Bugünkü çocukluk ve gençlikle, kendi çocukluk ve gençliğimizi kıyaslamak mümkün mü? Hayatın gerçeklerine dokunamadan büyüyen bir gençlikle, gerçeğin bizzat içinde yaşayan bir gençlik bir olabilir mi? Acıyı tatmayan onu ne bilsin? Yanlarında insanlar ölse, kendi keyfini niçin bozsun da ona acısın? Zaten acıma hissi hayatın bizzat içinde yaşayarak gelişen bir duygu, oysa bunlar hayatı yaşamıyorlar ki acı nedir bilsinler!

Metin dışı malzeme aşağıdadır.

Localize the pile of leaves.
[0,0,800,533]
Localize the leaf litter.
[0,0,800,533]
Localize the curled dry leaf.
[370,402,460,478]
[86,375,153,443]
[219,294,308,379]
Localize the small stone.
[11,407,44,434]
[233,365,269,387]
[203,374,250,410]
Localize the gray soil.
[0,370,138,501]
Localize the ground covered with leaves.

İlkokulu köyümüzün okulunda okuduk. Okulu bitirene kadar doğru dürüst bir kitap yüzü göremedik. Saman kâğıdı, sarı yapraklı defter ve bir de kurşun kalemle ilkokulu bitirdik. Üstümüzde başımızda doğru dürüst bir elbise bile yoktu. Ayağımızda lastikler, yaz kış onunla okula giderdik. Annemizin bir beze sarıp bize verdiği kuru lor peynir ve mısır ekmeğini öğle paydosunda şeker gibi yerdik. Onu da bulamayan arkadaşlarımızla, çıkınımızdakileri paylaşır ve bundan da zevk alırdık.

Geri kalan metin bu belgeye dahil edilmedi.